Web tools aimed at easing tasks

Goal to streamline procedures so faculty can focus on teaching, research

UBC faculty and staff will be able to access a wide range of Web-based administrative tools via an e-business portal by April next year.

The initiative is a key component in an e-business plan designed to simplify administrative procedures so that faculty can spend more time on teaching and research and staff can devote more time to direct assistance and support, says Ted Dodds, associate vice-president, Information Technology.

The service, to be developed by UBC's ITServices, will include tools for tasks ranging from reconciling travel expenses to applying for research grants.

"We're currently working on the scope of services that are to be deployed," says Dodds.

Developing more personally-oriented student and faculty Web services to improve the learning environment is among the strategies outlined in Trek 2000, the university's vision document.

A portal called MyUBC was launched in September to provide students with access to registration information, academic records, course information, schedules, and e-mail accounts. The portal project's technological challenges are not necessarily the biggest ones, says Dodds.

"The single biggest issue is getting everyone involved and committed to changing the way they do business," he says.

Development follows an extensive series of meetings and focus groups with representatives from across campus. The first town hall meeting was held in June.

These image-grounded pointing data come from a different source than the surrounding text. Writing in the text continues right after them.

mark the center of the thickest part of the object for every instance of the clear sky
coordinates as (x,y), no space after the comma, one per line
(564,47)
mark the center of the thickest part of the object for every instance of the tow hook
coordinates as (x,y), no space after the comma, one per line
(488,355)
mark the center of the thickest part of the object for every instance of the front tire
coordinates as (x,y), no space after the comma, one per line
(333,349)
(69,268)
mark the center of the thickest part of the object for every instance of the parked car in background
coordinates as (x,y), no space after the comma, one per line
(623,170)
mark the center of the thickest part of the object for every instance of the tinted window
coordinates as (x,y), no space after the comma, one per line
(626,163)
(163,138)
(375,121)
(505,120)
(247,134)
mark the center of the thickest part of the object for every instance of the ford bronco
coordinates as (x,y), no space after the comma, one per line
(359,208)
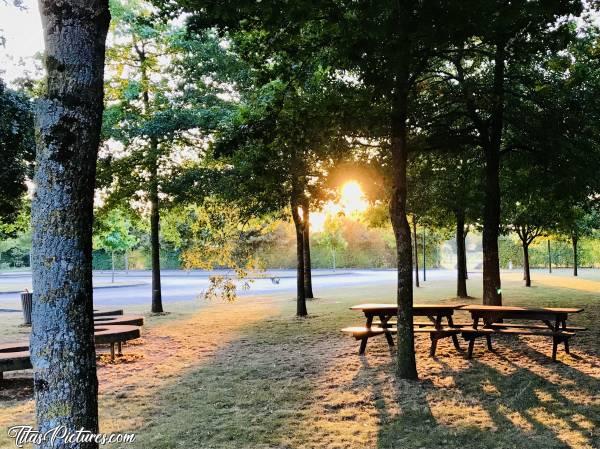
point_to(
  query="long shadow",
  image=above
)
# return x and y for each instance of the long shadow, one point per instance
(523, 408)
(250, 393)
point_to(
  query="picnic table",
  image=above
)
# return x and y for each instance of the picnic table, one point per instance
(385, 313)
(552, 323)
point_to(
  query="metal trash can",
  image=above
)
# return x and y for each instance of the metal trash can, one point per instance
(26, 301)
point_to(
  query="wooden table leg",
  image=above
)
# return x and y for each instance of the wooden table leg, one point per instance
(566, 340)
(488, 339)
(434, 340)
(454, 336)
(471, 345)
(388, 335)
(363, 342)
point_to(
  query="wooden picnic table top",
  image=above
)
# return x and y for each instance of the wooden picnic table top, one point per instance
(394, 307)
(516, 309)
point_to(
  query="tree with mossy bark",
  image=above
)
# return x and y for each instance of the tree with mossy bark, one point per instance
(155, 117)
(68, 124)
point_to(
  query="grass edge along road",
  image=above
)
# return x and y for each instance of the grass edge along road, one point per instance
(251, 375)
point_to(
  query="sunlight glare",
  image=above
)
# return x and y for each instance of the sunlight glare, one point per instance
(353, 198)
(352, 201)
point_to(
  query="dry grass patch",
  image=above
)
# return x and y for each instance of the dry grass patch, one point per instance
(250, 375)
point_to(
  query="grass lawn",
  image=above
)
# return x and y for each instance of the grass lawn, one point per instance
(250, 375)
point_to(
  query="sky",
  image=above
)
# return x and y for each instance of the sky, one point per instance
(22, 30)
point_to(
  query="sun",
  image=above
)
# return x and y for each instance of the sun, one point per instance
(353, 198)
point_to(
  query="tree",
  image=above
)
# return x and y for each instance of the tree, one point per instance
(154, 114)
(576, 222)
(332, 238)
(283, 141)
(16, 151)
(68, 122)
(114, 235)
(486, 66)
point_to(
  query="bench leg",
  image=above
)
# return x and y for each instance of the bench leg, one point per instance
(363, 345)
(488, 339)
(455, 341)
(470, 350)
(433, 345)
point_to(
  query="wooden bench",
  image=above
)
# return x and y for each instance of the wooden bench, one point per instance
(435, 333)
(554, 324)
(108, 334)
(16, 356)
(117, 320)
(386, 314)
(107, 312)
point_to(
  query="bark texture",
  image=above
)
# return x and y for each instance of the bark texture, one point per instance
(155, 241)
(526, 269)
(575, 241)
(299, 226)
(68, 122)
(549, 258)
(306, 247)
(492, 293)
(152, 189)
(461, 255)
(416, 246)
(406, 364)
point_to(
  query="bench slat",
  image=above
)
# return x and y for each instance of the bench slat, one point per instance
(513, 331)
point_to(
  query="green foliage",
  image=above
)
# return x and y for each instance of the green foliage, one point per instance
(17, 149)
(114, 232)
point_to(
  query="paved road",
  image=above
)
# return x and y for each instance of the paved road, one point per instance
(182, 286)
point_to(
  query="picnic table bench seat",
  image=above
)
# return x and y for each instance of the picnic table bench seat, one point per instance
(16, 356)
(117, 320)
(381, 320)
(554, 325)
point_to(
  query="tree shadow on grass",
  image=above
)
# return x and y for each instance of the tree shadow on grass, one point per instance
(509, 405)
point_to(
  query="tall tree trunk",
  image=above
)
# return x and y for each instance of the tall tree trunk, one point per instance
(465, 246)
(155, 236)
(406, 362)
(424, 261)
(153, 158)
(68, 122)
(299, 226)
(461, 256)
(306, 246)
(526, 264)
(575, 240)
(549, 258)
(492, 293)
(416, 248)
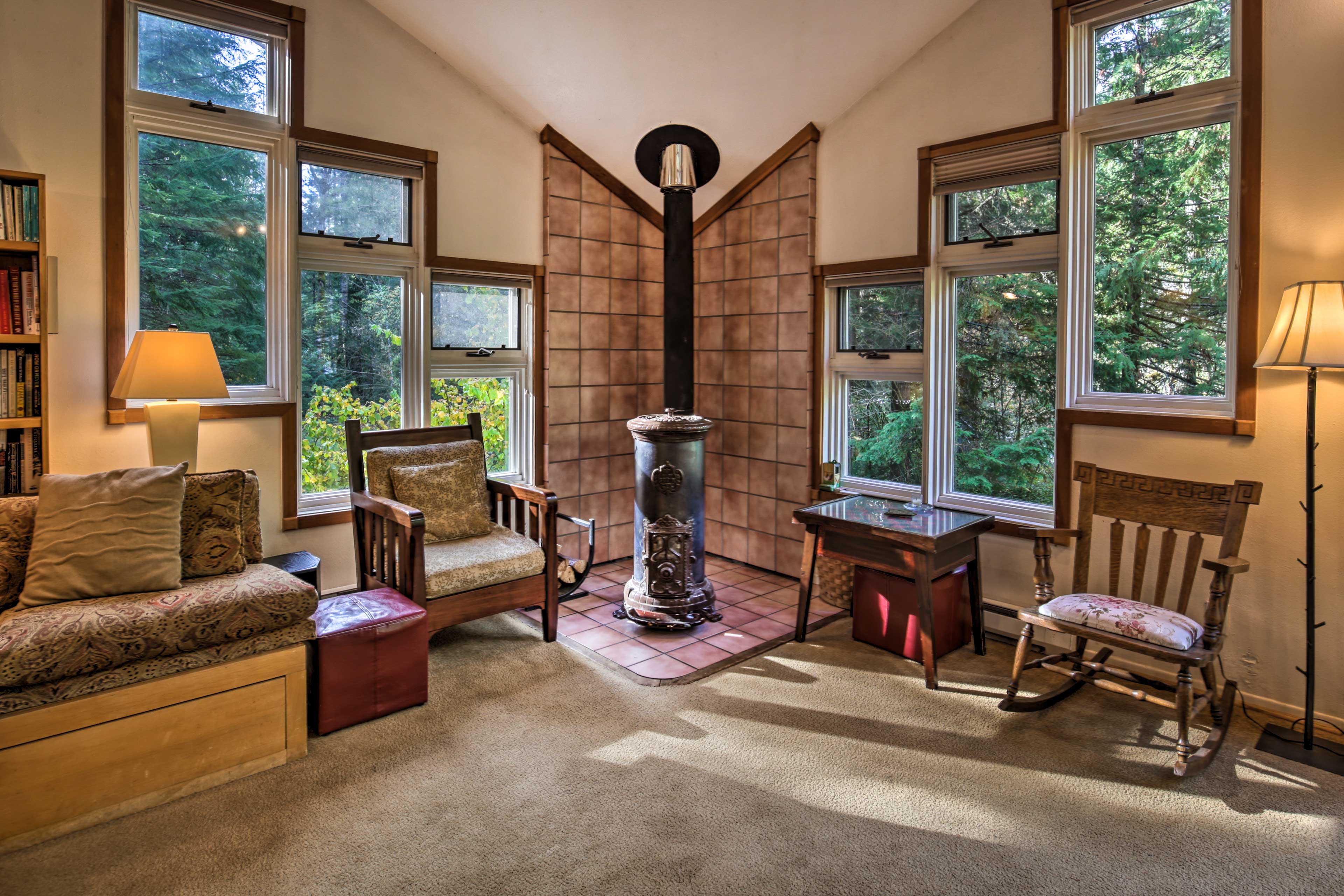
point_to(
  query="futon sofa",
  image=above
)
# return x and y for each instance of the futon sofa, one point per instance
(113, 705)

Another is planned for January.

To date, more than 250 faculty and staff, including, deans, vice-presidents and department heads have helped develop a draft vision document for administration at UBC.

A working committee of the managers of the university's key administrative systems has exchanged information and ideas on how departments can work together to ensure that administrative systems and processes deliver the best value and service.

A draft document that outlines the guiding principles for UBC's e-business plan is available at www.e-strategy.ubc.ca.